Burkina Faso : l’impact dévastateur de l’exportation interdite du bétail avant le Ramadan
À l’aube du Ramadan, période marquée par une consommation accrue et une ferveur religieuse intense, la mesure d’interdiction d’exportation du bétail décidée par les autorités burkinabè plonge la filière dans une crise sans précédent. Bien que la Brigade Mobile de Contrôle Économique et de la Répression des Fraudes (BMCRF) célèbre ses interventions nocturnes, comme celle menée entre le 13 et le 14 mai, cette politique restrictive révèle des conséquences sociales et économiques dramatiques pour les éleveurs du pays.
Une décision souveraine aux conséquences sociales lourdes
Présentée comme une mesure visant à stabiliser les prix sur le marché local, l’interdiction d’exporter le bétail se retourne contre ses propres bénéficiaires.
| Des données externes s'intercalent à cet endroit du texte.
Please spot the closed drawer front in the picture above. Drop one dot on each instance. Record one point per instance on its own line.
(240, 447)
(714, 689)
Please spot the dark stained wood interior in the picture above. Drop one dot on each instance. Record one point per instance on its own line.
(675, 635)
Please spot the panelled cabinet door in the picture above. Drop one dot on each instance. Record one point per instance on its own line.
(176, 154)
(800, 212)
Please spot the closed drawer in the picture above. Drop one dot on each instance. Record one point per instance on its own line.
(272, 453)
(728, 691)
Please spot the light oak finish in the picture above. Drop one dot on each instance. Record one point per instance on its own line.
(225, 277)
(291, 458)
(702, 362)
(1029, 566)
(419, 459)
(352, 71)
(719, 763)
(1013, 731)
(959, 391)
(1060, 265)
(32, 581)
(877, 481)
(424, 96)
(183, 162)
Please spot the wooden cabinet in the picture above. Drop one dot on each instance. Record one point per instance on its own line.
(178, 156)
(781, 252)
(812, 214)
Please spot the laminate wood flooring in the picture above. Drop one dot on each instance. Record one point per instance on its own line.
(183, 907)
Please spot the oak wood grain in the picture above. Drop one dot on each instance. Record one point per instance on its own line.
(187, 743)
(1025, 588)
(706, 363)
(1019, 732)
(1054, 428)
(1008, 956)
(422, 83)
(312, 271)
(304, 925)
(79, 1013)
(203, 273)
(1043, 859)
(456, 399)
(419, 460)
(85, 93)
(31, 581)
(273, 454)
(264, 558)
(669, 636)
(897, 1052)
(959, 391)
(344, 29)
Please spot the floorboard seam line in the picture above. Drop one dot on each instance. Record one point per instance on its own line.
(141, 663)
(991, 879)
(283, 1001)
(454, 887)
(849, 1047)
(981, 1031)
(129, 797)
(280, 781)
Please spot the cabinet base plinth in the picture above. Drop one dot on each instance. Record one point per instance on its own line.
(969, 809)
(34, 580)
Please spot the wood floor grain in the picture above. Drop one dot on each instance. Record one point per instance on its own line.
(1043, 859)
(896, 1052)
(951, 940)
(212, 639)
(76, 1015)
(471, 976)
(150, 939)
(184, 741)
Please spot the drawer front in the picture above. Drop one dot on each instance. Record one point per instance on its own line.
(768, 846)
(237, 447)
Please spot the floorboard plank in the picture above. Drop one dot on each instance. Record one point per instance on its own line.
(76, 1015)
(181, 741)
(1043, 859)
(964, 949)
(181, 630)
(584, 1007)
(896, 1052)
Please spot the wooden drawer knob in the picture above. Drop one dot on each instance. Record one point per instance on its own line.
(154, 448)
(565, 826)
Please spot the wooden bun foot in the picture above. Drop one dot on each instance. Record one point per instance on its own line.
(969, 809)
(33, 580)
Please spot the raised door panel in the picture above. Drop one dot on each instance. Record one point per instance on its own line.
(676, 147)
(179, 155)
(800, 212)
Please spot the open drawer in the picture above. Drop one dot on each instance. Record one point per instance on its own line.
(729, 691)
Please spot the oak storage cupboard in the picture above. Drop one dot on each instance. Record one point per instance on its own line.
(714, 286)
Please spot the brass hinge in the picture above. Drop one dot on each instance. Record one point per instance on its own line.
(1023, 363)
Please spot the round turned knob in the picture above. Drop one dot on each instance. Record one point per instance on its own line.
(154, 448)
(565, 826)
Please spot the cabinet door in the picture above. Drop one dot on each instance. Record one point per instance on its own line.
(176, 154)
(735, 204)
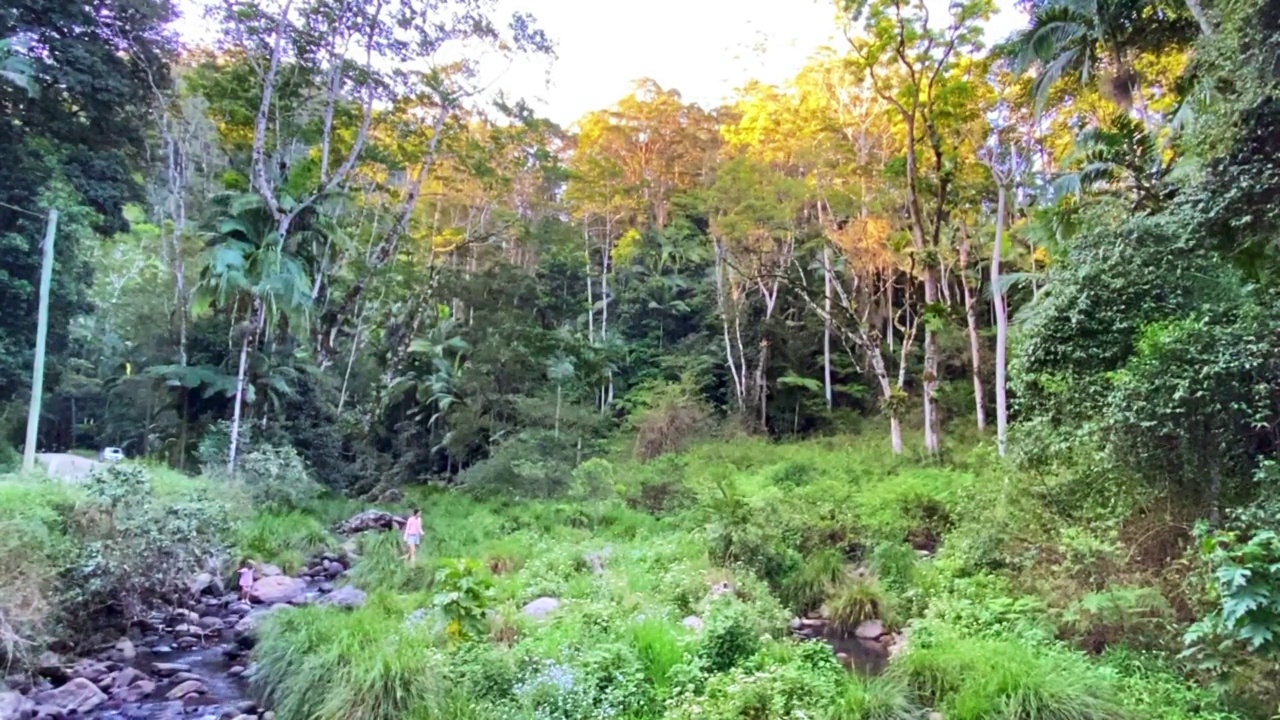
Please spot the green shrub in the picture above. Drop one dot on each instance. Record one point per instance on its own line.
(375, 662)
(1139, 618)
(784, 682)
(817, 575)
(286, 540)
(277, 479)
(730, 636)
(33, 550)
(464, 593)
(661, 647)
(382, 565)
(126, 531)
(872, 698)
(978, 679)
(855, 601)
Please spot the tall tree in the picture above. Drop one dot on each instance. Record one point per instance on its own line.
(926, 76)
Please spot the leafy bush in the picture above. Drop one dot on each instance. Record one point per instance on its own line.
(126, 531)
(818, 573)
(1139, 618)
(661, 647)
(464, 593)
(1244, 589)
(730, 636)
(277, 479)
(33, 548)
(855, 601)
(667, 418)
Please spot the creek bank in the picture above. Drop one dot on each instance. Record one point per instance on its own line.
(188, 662)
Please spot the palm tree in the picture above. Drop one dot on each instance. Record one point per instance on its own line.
(250, 269)
(1093, 39)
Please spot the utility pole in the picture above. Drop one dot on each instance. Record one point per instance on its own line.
(37, 373)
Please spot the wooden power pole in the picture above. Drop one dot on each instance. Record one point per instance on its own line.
(37, 372)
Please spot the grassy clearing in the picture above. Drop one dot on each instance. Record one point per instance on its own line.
(644, 629)
(787, 528)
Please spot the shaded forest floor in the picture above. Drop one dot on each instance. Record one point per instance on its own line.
(685, 588)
Le cheptel, loin d’être une simple marchandise, exige des soins constants, un accès à l’eau et à des ressources fourragères dont les coûts flambent en cette période de l’année.
En coupant l’accès aux débouchés traditionnels de la sous-région, où la demande et les prix atteignent leur apogée pendant le mois sacré, les autorités privent les éleveurs d’une source de revenus essentielle. Cette décision intervient à un moment où ces derniers en ont le plus besoin, mettant en péril leur subsistance et celle de leurs familles.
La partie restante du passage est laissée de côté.